Step #1: Add the MongoDB Repository

First, we will use the vim text editor to create a new repo file for MongoDB. For a refresher on editing files with vim see: New User Tutorial: Overview of the Vim Text Editor

root@host:~# vim /etc/yum.repos.d/mongodb.repo

Next, add the following information to the file you’ve created, using i to insert:

[mongodb-org-4.4]
name=MongoDB Repository
baseurl=https://repo.mongodb.org/yum/redhat/$releasever/mongodb-org/4.4/x86_64/
gpgcheck=1
enabled=1
gpgkey=https://www.mongodb.org/static/pgp/server-4.4.asc

Then save and exit vim using the command :wq.

Step #2: Install MongoDB

As a matter of best practice we will update our packages.

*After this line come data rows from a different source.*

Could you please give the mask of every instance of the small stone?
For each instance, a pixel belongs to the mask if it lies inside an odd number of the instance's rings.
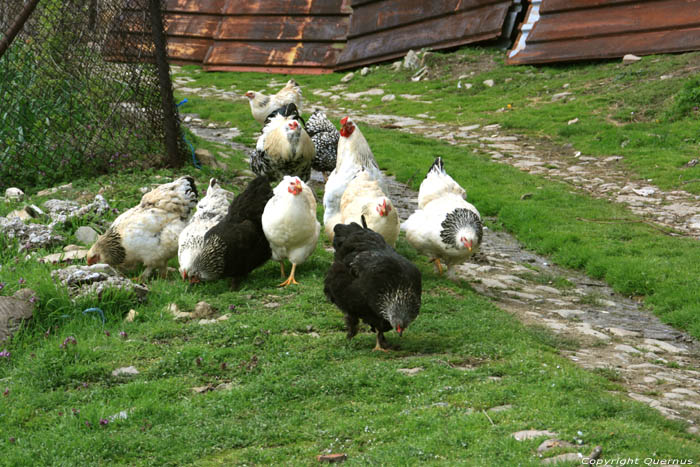
[[[644,343],[658,347],[668,353],[688,353],[686,349],[676,347],[675,345],[669,344],[668,342],[660,341],[657,339],[644,339]]]
[[[513,406],[510,404],[506,405],[497,405],[496,407],[491,407],[490,409],[486,410],[489,413],[498,413],[498,412],[505,412],[506,410],[512,409]]]
[[[567,98],[571,95],[572,93],[566,91],[566,92],[558,92],[552,96],[552,102],[560,101],[564,98]]]
[[[316,456],[316,460],[319,462],[328,462],[329,464],[345,462],[347,458],[347,454],[321,454]]]
[[[558,456],[548,457],[543,459],[543,464],[559,464],[563,462],[580,462],[583,455],[576,452],[567,452],[566,454],[559,454]]]
[[[625,353],[642,353],[630,345],[620,344],[615,346],[615,350]]]
[[[19,188],[11,187],[5,190],[5,199],[7,201],[22,201],[24,192]]]
[[[622,329],[622,328],[605,328],[605,330],[608,331],[613,336],[618,336],[618,337],[639,337],[641,335],[637,331],[628,331],[627,329]]]
[[[98,234],[95,229],[83,225],[75,231],[75,238],[83,245],[92,245],[97,240]]]
[[[215,315],[216,310],[214,307],[212,307],[210,304],[207,302],[198,302],[194,306],[194,311],[192,312],[192,319],[198,319],[198,318],[208,318],[209,316]]]
[[[574,447],[573,444],[569,443],[568,441],[563,441],[561,439],[556,439],[556,438],[550,438],[545,441],[542,441],[542,444],[540,444],[537,447],[537,452],[538,453],[543,453],[547,452],[550,449],[554,448],[572,448]]]
[[[627,54],[624,57],[622,57],[622,63],[624,65],[628,65],[630,63],[638,62],[641,59],[642,59],[642,57],[637,57],[636,55],[633,55],[633,54]]]
[[[558,436],[556,433],[552,433],[547,430],[523,430],[512,433],[511,436],[518,441],[525,441],[528,439],[539,438],[540,436]]]
[[[126,318],[124,318],[124,322],[126,323],[133,323],[134,319],[138,316],[139,312],[136,310],[129,310],[129,313],[127,313]]]
[[[112,372],[112,376],[136,376],[139,374],[139,370],[133,366],[126,366],[123,368],[117,368]]]
[[[396,370],[396,371],[398,371],[399,373],[403,373],[404,375],[407,375],[407,376],[413,376],[413,375],[417,375],[418,373],[420,373],[421,371],[423,371],[423,368],[422,368],[422,367],[416,367],[416,368],[399,368],[399,369]]]
[[[414,50],[409,50],[403,58],[403,67],[406,70],[416,70],[420,64],[418,54]]]

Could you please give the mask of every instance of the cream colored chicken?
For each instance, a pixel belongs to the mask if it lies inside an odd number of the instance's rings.
[[[87,255],[89,265],[107,263],[126,271],[143,264],[142,278],[154,269],[165,276],[168,260],[177,254],[178,237],[197,204],[192,177],[160,185],[117,217],[97,238]]]
[[[372,180],[366,170],[348,184],[340,199],[340,213],[342,224],[356,222],[362,225],[362,216],[365,216],[368,228],[384,237],[392,247],[396,245],[400,230],[399,215],[379,187],[379,182]],[[331,241],[332,234],[329,235]]]
[[[209,180],[206,196],[197,203],[197,211],[178,239],[177,261],[183,279],[188,278],[188,272],[204,248],[204,235],[224,218],[231,201],[233,193],[221,188],[215,178]]]
[[[279,284],[286,287],[298,284],[294,278],[296,268],[316,249],[321,224],[316,220],[316,198],[299,177],[285,176],[273,193],[263,211],[262,227],[270,242],[272,259],[280,262],[283,278],[284,260],[292,263],[289,277]]]
[[[272,96],[267,96],[261,92],[248,91],[245,93],[250,104],[250,112],[255,121],[261,125],[273,111],[287,104],[295,104],[301,114],[301,88],[293,79]]]
[[[387,192],[382,171],[379,170],[374,154],[360,129],[349,117],[341,119],[340,126],[335,169],[328,177],[323,193],[323,226],[331,240],[333,228],[343,220],[340,212],[343,193],[360,171],[366,171],[369,178],[376,180],[381,190]]]

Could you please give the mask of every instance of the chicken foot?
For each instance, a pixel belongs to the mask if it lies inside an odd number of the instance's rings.
[[[377,331],[377,344],[372,349],[373,352],[377,350],[381,350],[382,352],[389,351],[389,343],[386,341],[384,333],[381,331]]]
[[[431,263],[435,263],[438,268],[438,274],[442,275],[442,264],[440,263],[440,258],[433,258],[430,260]]]
[[[292,263],[292,272],[289,273],[289,277],[287,278],[286,281],[279,284],[279,287],[287,287],[290,284],[299,285],[299,283],[296,280],[294,280],[294,272],[296,271],[296,269],[297,269],[296,263]]]

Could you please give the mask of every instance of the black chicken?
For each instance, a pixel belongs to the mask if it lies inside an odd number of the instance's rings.
[[[388,348],[384,333],[402,335],[416,319],[421,303],[421,274],[384,238],[356,223],[333,229],[335,261],[326,275],[323,291],[345,314],[348,339],[357,334],[359,320],[377,333],[374,350]]]
[[[201,250],[192,260],[185,279],[190,283],[231,277],[231,287],[272,256],[262,230],[261,217],[272,198],[270,181],[251,181],[228,208],[226,216],[204,235]]]

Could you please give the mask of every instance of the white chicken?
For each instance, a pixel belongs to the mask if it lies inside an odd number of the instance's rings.
[[[481,215],[465,197],[438,157],[420,185],[418,209],[401,225],[408,243],[428,256],[440,274],[441,261],[451,274],[453,265],[465,262],[481,245]]]
[[[301,113],[301,88],[293,79],[287,81],[287,84],[272,96],[256,91],[248,91],[245,96],[248,98],[253,118],[260,124],[263,124],[272,112],[287,104],[295,104]]]
[[[206,196],[197,203],[197,211],[178,239],[177,260],[183,279],[204,247],[204,234],[224,218],[231,201],[233,193],[221,188],[215,178],[209,180]]]
[[[294,273],[316,249],[321,224],[316,220],[316,198],[298,177],[285,176],[273,193],[263,211],[262,227],[270,243],[272,259],[280,262],[283,278],[284,260],[292,263],[289,277],[279,284],[286,287],[298,284]]]
[[[88,251],[88,265],[107,263],[129,270],[144,264],[142,278],[149,277],[153,269],[164,276],[168,260],[177,254],[178,237],[197,197],[192,177],[181,177],[149,191],[97,238]]]
[[[285,175],[308,180],[315,154],[314,143],[298,117],[278,114],[268,121],[258,137],[250,155],[250,168],[271,180],[281,180]]]
[[[340,202],[350,181],[361,171],[367,171],[372,180],[379,183],[382,192],[387,193],[387,185],[379,170],[374,154],[360,129],[349,118],[340,120],[340,140],[335,169],[326,182],[323,193],[323,225],[329,238],[333,238],[333,227],[342,222]]]
[[[362,225],[364,216],[368,228],[384,237],[392,247],[396,245],[399,238],[399,215],[379,187],[379,182],[372,180],[366,170],[357,174],[348,184],[340,199],[340,213],[343,224],[355,222]],[[333,240],[332,235],[329,238]]]

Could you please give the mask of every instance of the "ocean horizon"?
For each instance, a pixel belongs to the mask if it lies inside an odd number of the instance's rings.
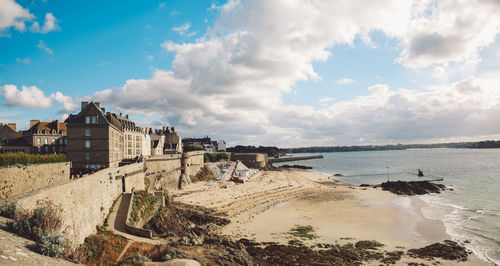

root@host:~# yum -y update

At this point, installing MongoDB is as simple as running this command.

root@host:~# yum install -y mongodb-org

Step #3: Configure MongoDB

Prerequisites

Many Linux OSes confine the amount of system resources which a process can use. These limits sometimes can negatively effect the operation of MongoDB, and should be adjusted accordingly. The ulimit setting for CentOS 7 can be modified using the following command.

root@host:~# ulimit -n <value>

Additionally, CentOS 7 enforces a distinct max process limitation using, nproc, which overrides the ulimit settings. This nproc value is defined in this configuration file

/etc/security/limits.d/20-nproc.conf

To configure a nproc value, use vim to create a file called 99-mongodb-nproc.conf.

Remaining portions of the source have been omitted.